Abstract

In a blockchain system, there is an entity called an ordering service or miner that is responsible for ordering transactions, building a new block, and broadcasting the new block to all the blockchain peers. In a distributed system, the safety property is violated when an ordering service sends inconsistent blocks to peers and the liveness property is not guaranteed when the ordering service stops sending blocks to peers. Therefore, the ordering service must behave correctly to guarantee safety and liveness in blockchain operations. Hyperledger Fabric, a permissioned blockchain platform assumes the correct behavior of the ordering service.
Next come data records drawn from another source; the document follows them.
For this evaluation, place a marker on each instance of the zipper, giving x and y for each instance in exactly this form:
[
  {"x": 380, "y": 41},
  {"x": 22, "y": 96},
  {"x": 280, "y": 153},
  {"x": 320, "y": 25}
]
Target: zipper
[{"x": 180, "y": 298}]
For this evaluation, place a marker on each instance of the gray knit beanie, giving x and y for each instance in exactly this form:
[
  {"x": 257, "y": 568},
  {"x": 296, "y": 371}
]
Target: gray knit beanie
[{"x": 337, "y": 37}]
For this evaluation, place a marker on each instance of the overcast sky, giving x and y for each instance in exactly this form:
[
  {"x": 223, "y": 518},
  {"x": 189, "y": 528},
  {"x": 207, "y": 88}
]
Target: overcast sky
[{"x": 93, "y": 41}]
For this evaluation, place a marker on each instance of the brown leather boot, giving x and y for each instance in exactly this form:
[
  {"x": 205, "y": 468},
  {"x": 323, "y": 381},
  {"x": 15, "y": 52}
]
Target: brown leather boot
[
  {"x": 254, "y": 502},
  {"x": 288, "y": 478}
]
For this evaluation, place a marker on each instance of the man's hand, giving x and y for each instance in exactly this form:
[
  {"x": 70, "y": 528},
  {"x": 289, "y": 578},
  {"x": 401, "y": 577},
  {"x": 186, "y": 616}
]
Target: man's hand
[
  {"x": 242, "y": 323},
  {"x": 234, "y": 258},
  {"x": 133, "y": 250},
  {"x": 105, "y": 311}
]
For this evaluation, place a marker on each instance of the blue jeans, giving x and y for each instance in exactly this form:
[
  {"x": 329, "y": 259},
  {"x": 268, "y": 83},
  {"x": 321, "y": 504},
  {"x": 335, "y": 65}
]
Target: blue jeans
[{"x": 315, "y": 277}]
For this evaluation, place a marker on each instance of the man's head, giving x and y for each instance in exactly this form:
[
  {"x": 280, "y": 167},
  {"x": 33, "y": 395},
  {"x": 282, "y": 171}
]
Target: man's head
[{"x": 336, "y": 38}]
It also adopts an endorsement policy to deal with malicious behaviors of peers. However, a malicious ordering service can easily make the endorsement policy ineffective. Therefore, Hyperledger Fabric is not reliable in an environment where an ordering service may be hacked. In this paper, we propose PeerBFT that enables peers to handle Byzantine faults in the ordering service of Hyperledger Fabric, assuming that $n \geq 3f+1$ , where $n$ is the total number of peers and $f$ is the maximum number of malicious peers. In PeerBFT, each peer audits the behavior of the ordering service. When a group of peers detects any incorrect operations in the ordering service, they collectively migrate to a new ordering service. We have built a prototype of PeerBFT in Hyperledger Fabric 1.2. It is shown that PeerBFT can handle the Byzantine faults of the ordering service. The experimental evaluation shows that PeerBFT achieves approximately 90.8% of TPS (Transactions Per Second) of Hyperledger Fabric with Solo ordering service.